Columbia University Irving Medical Center, Department of Urology, New York, NY.
Department of Data Management & Statistical Analysis, American Urological Association, Linthicum, MD.
Urology. 2023 Jun;176:74-78. doi: 10.1016/j.urology.2023.03.024. Epub 2023 Mar 30.
To assess rates of urologist-reported differential treatment in practice and practice limitations based on characteristics of urologists... identity.

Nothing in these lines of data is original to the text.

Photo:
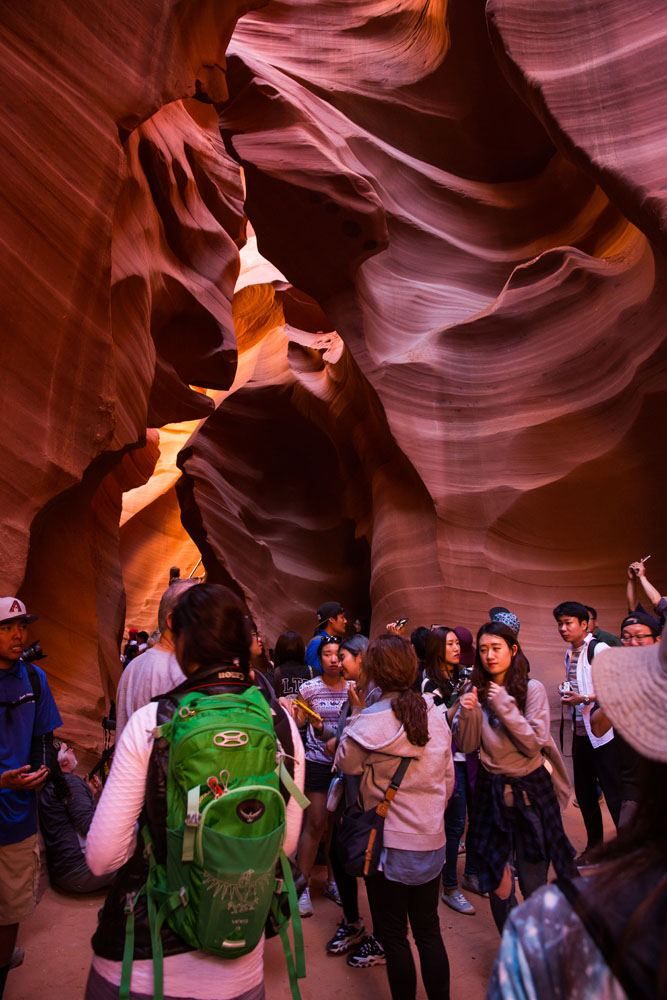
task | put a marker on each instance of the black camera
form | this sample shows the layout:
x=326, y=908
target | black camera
x=465, y=678
x=33, y=652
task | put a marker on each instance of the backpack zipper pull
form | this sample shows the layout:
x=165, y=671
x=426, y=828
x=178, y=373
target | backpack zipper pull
x=215, y=786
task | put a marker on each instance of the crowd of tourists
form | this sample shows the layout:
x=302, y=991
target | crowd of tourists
x=239, y=769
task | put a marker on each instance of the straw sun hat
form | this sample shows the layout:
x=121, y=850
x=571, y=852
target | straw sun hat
x=631, y=686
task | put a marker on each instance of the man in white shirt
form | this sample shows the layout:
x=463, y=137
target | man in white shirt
x=156, y=671
x=594, y=758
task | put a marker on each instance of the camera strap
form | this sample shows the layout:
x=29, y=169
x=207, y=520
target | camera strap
x=29, y=696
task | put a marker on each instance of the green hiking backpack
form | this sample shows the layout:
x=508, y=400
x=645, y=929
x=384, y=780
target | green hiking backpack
x=225, y=871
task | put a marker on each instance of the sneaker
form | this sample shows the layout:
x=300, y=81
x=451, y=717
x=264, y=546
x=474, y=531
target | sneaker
x=370, y=952
x=583, y=860
x=331, y=892
x=471, y=883
x=305, y=904
x=457, y=901
x=345, y=938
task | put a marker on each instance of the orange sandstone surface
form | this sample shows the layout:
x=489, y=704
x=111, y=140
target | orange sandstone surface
x=360, y=300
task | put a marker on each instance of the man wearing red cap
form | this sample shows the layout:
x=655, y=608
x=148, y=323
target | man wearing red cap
x=28, y=716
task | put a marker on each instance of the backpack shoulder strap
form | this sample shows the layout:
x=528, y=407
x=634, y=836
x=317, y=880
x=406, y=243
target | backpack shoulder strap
x=590, y=649
x=35, y=682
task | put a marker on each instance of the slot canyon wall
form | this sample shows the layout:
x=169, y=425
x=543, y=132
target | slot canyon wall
x=361, y=300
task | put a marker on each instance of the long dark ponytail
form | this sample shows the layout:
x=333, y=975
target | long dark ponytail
x=392, y=663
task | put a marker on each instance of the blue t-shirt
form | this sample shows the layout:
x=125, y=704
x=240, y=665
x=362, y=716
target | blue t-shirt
x=18, y=725
x=312, y=659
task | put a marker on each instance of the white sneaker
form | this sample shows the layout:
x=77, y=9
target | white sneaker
x=305, y=903
x=454, y=898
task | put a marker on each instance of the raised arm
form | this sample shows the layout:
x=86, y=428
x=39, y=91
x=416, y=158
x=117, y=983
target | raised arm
x=467, y=723
x=651, y=592
x=529, y=730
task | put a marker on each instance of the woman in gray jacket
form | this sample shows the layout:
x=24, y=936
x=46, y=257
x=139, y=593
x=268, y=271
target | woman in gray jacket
x=404, y=724
x=516, y=820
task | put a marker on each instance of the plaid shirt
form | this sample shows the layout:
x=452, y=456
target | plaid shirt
x=535, y=815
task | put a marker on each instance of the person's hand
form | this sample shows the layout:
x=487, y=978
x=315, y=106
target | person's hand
x=95, y=785
x=570, y=698
x=22, y=779
x=356, y=697
x=469, y=700
x=493, y=690
x=298, y=715
x=394, y=628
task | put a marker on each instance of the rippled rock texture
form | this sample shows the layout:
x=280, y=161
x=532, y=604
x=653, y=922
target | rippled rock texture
x=446, y=390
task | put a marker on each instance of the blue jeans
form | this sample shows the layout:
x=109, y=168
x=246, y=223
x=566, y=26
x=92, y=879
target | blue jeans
x=455, y=821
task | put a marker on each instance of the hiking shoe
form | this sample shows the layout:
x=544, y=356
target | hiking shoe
x=457, y=901
x=331, y=892
x=471, y=883
x=305, y=904
x=370, y=952
x=345, y=938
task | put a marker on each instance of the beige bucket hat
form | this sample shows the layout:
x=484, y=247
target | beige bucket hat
x=631, y=686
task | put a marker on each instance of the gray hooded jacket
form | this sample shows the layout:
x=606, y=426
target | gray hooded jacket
x=372, y=744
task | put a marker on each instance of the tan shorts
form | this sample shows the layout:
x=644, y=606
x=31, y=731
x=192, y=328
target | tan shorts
x=19, y=880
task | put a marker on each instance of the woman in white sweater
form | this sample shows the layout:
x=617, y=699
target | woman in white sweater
x=404, y=724
x=212, y=644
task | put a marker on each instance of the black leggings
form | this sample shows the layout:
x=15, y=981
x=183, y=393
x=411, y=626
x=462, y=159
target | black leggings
x=347, y=884
x=392, y=905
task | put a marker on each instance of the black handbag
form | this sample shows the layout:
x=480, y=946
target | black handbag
x=360, y=831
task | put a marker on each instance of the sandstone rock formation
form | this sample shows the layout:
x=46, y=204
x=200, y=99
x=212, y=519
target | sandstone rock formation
x=442, y=387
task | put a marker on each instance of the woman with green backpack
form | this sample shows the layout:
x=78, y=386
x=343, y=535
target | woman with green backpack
x=206, y=771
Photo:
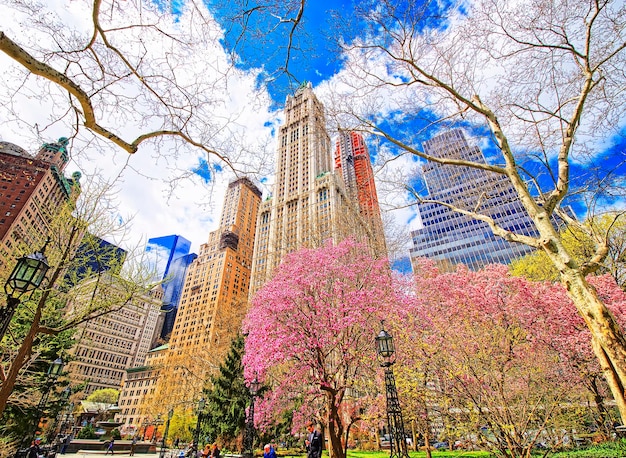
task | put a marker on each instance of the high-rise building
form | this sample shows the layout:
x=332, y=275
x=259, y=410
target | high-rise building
x=353, y=163
x=31, y=191
x=139, y=383
x=213, y=302
x=96, y=256
x=453, y=238
x=310, y=204
x=108, y=345
x=173, y=285
x=162, y=251
x=170, y=258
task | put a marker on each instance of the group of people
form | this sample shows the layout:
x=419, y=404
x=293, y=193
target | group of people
x=314, y=446
x=211, y=451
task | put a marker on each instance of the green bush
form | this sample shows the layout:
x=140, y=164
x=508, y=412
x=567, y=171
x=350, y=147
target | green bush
x=88, y=432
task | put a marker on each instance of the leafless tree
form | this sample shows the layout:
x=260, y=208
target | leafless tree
x=132, y=73
x=544, y=79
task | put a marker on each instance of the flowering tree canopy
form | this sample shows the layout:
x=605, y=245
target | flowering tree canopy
x=487, y=350
x=311, y=334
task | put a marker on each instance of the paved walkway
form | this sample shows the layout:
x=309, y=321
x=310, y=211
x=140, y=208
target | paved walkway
x=101, y=453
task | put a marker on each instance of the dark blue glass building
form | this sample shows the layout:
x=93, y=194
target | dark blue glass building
x=171, y=258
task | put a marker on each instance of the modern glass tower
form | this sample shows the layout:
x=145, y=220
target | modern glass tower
x=170, y=258
x=453, y=238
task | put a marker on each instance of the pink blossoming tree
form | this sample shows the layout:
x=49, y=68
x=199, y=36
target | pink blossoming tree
x=503, y=355
x=311, y=336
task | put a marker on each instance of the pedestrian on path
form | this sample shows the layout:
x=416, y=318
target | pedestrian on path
x=110, y=448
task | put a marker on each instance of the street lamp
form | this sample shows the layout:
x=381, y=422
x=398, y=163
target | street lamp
x=170, y=414
x=248, y=439
x=386, y=357
x=26, y=277
x=65, y=412
x=54, y=371
x=196, y=434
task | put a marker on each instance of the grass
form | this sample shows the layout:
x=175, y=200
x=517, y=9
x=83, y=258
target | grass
x=434, y=453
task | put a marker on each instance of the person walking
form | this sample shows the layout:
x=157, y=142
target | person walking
x=268, y=451
x=34, y=451
x=110, y=447
x=314, y=442
x=132, y=446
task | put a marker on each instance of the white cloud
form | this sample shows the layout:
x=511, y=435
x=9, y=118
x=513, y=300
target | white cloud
x=156, y=186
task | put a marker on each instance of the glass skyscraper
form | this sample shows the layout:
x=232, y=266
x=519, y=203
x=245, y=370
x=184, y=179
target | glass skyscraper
x=170, y=258
x=453, y=238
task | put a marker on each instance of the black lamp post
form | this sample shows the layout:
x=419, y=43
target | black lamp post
x=170, y=414
x=386, y=358
x=196, y=434
x=248, y=438
x=64, y=415
x=27, y=276
x=54, y=371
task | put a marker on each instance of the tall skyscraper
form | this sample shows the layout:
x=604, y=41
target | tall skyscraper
x=170, y=258
x=162, y=251
x=452, y=238
x=31, y=191
x=96, y=255
x=353, y=163
x=213, y=302
x=310, y=204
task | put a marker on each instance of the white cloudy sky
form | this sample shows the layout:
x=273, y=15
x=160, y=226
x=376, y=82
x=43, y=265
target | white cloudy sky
x=232, y=115
x=156, y=189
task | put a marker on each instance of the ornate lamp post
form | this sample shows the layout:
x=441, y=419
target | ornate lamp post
x=196, y=434
x=170, y=414
x=248, y=438
x=65, y=412
x=54, y=371
x=26, y=277
x=386, y=358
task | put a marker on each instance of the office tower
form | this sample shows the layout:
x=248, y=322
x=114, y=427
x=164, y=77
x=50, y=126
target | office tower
x=173, y=285
x=213, y=302
x=31, y=191
x=310, y=204
x=162, y=251
x=96, y=256
x=111, y=343
x=452, y=238
x=170, y=258
x=353, y=163
x=138, y=383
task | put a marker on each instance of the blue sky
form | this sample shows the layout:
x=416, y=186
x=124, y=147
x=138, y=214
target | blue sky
x=182, y=206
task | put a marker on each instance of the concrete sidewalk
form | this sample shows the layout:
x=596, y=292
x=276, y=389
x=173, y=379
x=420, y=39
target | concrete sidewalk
x=100, y=453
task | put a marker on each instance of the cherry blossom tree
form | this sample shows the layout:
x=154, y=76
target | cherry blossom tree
x=543, y=82
x=503, y=355
x=311, y=336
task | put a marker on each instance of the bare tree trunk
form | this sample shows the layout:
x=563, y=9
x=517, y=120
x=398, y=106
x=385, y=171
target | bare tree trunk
x=335, y=429
x=607, y=339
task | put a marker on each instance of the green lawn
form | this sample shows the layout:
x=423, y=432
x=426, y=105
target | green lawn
x=605, y=450
x=435, y=454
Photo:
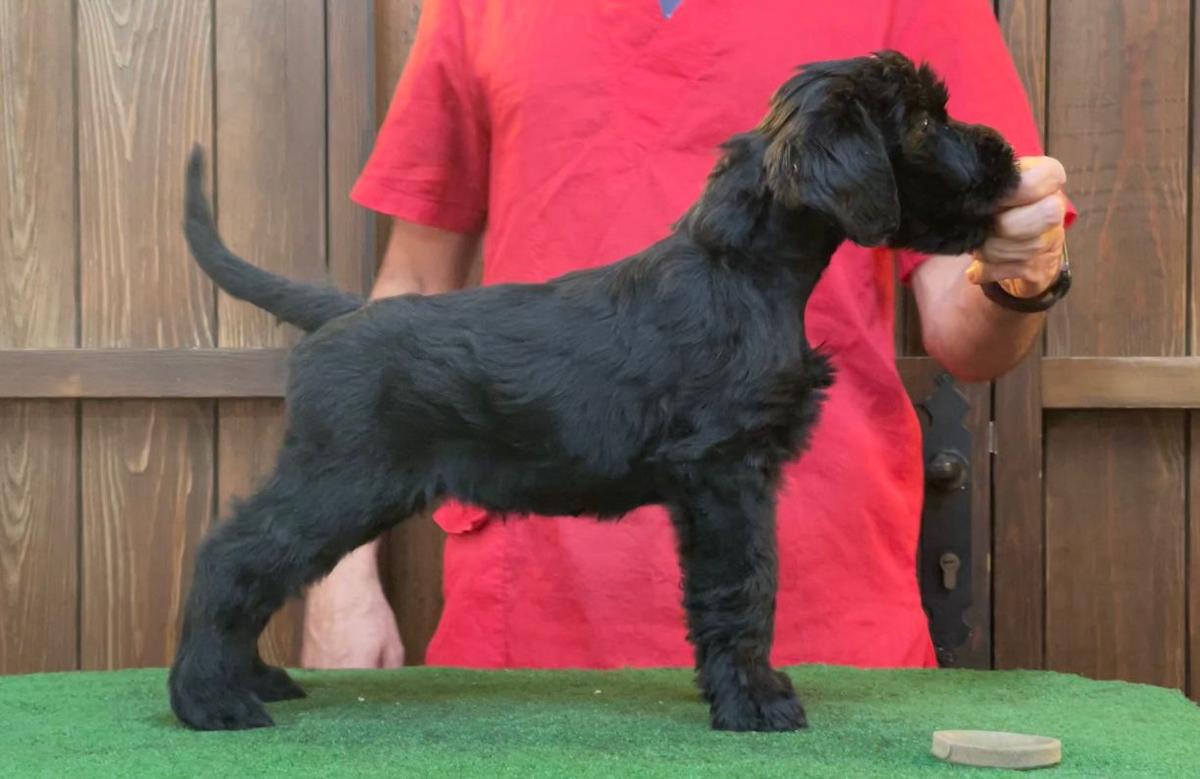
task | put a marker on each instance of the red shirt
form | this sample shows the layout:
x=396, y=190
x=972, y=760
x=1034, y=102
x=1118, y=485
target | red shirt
x=579, y=132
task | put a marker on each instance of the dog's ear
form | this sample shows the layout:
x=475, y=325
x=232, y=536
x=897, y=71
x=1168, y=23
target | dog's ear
x=823, y=151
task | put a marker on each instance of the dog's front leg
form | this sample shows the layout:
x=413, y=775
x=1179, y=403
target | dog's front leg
x=727, y=553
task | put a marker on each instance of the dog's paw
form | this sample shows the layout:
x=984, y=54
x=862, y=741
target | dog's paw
x=771, y=706
x=220, y=709
x=271, y=684
x=211, y=701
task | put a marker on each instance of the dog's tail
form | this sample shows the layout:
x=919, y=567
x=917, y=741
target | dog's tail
x=307, y=306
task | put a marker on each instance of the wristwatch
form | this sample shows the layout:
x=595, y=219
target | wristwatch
x=1050, y=295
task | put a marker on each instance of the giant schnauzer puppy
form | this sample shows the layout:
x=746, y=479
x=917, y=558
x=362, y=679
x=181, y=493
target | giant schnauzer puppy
x=679, y=376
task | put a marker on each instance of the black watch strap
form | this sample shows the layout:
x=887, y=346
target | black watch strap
x=1050, y=295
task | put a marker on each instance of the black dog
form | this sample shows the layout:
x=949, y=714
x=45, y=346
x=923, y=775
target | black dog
x=679, y=376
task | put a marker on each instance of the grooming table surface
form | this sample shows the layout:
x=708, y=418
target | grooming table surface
x=453, y=723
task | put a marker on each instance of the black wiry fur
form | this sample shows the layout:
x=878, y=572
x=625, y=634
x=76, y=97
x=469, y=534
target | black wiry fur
x=679, y=376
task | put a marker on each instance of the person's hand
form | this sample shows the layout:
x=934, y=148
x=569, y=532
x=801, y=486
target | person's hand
x=1025, y=251
x=348, y=622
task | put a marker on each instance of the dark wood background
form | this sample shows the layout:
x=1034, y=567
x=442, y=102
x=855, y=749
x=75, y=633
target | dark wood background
x=135, y=400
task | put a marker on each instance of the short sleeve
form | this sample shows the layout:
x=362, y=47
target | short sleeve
x=963, y=42
x=430, y=162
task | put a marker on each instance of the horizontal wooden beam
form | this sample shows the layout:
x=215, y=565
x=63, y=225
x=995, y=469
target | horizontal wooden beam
x=143, y=372
x=1066, y=382
x=1123, y=382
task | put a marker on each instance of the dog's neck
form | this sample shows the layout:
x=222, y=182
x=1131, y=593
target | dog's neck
x=779, y=247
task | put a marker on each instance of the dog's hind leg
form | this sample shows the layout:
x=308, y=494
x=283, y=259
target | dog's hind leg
x=288, y=534
x=726, y=531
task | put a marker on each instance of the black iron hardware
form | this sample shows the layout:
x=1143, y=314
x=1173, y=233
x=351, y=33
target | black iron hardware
x=945, y=552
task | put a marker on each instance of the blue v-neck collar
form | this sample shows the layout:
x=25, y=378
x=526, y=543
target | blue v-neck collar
x=669, y=7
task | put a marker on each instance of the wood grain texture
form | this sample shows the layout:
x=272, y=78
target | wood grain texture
x=39, y=449
x=270, y=199
x=1115, y=480
x=411, y=558
x=144, y=89
x=1127, y=382
x=147, y=503
x=1115, y=545
x=1024, y=24
x=351, y=126
x=1193, y=558
x=1120, y=124
x=37, y=180
x=39, y=538
x=1018, y=516
x=143, y=372
x=1194, y=167
x=144, y=100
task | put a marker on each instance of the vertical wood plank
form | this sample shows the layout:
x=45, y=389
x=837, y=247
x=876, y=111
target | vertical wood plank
x=1194, y=192
x=270, y=196
x=39, y=450
x=1019, y=521
x=412, y=553
x=144, y=89
x=1120, y=124
x=1193, y=557
x=352, y=117
x=147, y=503
x=1115, y=481
x=1115, y=551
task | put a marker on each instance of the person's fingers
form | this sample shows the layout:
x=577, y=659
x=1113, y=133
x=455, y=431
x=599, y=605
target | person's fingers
x=1003, y=250
x=1041, y=177
x=1036, y=273
x=1031, y=221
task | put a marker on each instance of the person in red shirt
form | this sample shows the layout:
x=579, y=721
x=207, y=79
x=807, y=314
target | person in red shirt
x=570, y=135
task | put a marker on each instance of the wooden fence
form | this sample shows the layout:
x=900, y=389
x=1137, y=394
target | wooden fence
x=137, y=400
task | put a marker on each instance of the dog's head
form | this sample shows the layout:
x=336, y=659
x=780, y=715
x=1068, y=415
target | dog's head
x=867, y=143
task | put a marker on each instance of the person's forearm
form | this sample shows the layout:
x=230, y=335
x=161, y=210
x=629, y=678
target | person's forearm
x=425, y=261
x=972, y=337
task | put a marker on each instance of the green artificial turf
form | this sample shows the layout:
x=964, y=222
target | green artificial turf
x=453, y=723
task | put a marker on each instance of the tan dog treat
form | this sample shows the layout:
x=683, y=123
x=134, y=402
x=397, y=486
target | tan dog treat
x=994, y=749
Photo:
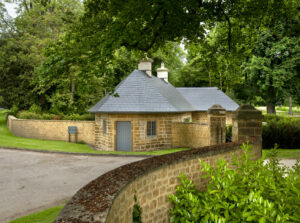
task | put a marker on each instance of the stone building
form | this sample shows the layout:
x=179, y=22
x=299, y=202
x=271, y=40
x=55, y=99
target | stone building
x=148, y=113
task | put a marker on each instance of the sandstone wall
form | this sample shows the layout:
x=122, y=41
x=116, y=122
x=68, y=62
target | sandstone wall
x=140, y=141
x=191, y=135
x=110, y=198
x=52, y=129
x=202, y=117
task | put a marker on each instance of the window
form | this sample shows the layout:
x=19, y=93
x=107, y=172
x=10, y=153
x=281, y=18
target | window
x=104, y=127
x=151, y=128
x=186, y=120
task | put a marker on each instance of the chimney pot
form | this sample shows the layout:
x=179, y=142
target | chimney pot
x=162, y=72
x=146, y=65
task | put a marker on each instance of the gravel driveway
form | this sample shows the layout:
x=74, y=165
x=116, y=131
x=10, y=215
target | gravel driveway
x=31, y=181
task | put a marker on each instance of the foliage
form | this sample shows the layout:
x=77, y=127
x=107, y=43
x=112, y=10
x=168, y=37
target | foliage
x=136, y=212
x=46, y=216
x=284, y=131
x=275, y=62
x=246, y=191
x=283, y=153
x=37, y=25
x=7, y=139
x=48, y=116
x=228, y=133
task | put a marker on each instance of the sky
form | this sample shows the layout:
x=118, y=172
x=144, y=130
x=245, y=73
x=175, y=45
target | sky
x=10, y=9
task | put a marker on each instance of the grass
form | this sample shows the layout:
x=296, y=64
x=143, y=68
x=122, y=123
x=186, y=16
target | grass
x=7, y=139
x=282, y=111
x=285, y=153
x=45, y=216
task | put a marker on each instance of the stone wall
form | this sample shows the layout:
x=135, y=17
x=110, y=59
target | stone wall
x=52, y=129
x=191, y=135
x=109, y=198
x=140, y=140
x=202, y=117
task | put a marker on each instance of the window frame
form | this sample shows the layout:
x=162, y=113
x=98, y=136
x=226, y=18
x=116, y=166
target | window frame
x=104, y=123
x=151, y=129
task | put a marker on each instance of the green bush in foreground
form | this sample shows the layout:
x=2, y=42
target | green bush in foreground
x=248, y=191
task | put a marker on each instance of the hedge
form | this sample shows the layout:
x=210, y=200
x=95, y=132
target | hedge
x=284, y=131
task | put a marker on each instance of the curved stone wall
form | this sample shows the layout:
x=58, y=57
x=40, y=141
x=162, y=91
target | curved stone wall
x=110, y=198
x=52, y=129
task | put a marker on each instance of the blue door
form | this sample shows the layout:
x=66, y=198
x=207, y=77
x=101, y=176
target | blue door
x=124, y=136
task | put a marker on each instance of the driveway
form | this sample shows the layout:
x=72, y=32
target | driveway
x=31, y=181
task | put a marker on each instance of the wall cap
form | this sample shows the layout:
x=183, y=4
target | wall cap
x=92, y=203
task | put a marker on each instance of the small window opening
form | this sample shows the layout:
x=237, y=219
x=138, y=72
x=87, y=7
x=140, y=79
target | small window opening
x=104, y=127
x=151, y=128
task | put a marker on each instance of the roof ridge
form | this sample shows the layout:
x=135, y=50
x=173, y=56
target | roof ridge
x=197, y=88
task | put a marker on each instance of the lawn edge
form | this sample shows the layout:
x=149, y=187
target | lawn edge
x=72, y=153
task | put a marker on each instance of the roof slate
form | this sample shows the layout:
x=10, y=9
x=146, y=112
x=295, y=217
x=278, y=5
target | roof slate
x=203, y=98
x=139, y=93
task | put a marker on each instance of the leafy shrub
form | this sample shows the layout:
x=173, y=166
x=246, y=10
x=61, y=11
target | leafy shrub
x=249, y=191
x=48, y=116
x=14, y=110
x=284, y=131
x=136, y=212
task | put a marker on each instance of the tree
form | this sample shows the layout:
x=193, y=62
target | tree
x=36, y=26
x=149, y=24
x=273, y=69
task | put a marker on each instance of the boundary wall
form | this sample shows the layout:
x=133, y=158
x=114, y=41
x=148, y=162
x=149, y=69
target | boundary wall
x=52, y=129
x=110, y=197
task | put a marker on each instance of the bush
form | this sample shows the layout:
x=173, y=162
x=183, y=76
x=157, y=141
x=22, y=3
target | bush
x=284, y=131
x=247, y=191
x=35, y=109
x=229, y=133
x=13, y=110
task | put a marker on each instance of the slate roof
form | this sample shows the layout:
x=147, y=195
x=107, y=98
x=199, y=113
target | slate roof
x=139, y=93
x=202, y=98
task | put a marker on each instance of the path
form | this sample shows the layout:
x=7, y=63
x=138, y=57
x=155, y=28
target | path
x=31, y=181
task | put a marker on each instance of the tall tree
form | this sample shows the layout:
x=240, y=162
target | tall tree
x=38, y=24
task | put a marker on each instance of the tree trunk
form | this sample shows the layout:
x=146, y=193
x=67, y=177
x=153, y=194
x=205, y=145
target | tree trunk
x=290, y=106
x=271, y=108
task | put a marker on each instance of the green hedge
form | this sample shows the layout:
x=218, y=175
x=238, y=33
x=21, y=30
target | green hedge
x=243, y=191
x=284, y=131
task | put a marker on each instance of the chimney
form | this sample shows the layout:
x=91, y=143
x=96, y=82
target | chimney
x=162, y=72
x=146, y=65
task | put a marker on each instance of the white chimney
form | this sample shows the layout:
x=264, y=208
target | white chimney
x=162, y=72
x=146, y=65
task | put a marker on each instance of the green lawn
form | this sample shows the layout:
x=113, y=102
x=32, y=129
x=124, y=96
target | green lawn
x=7, y=139
x=285, y=153
x=46, y=216
x=281, y=111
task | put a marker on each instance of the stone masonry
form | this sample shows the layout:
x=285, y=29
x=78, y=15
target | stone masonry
x=217, y=124
x=52, y=129
x=110, y=197
x=172, y=130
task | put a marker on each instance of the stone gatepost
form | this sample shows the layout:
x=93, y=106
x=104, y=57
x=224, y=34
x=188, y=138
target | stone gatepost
x=217, y=124
x=247, y=124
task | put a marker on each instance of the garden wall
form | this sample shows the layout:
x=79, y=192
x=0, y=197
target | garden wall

The 2021 AUA Census samples were linked with the United States (US) practicing urologist population file and assigned proper sample weighting to adjust for non-response bias. Responses to 2 questions of the Census related to (1) (negative) differential treatment experienced in practice and (2) limitations in patients/diagnoses seen in practice due to different aspects of respondent...s identity were evaluated. Responses were stratified based on self-reported gender (female vs male) and race (White vs non-White); results were compared using a chi-squared test.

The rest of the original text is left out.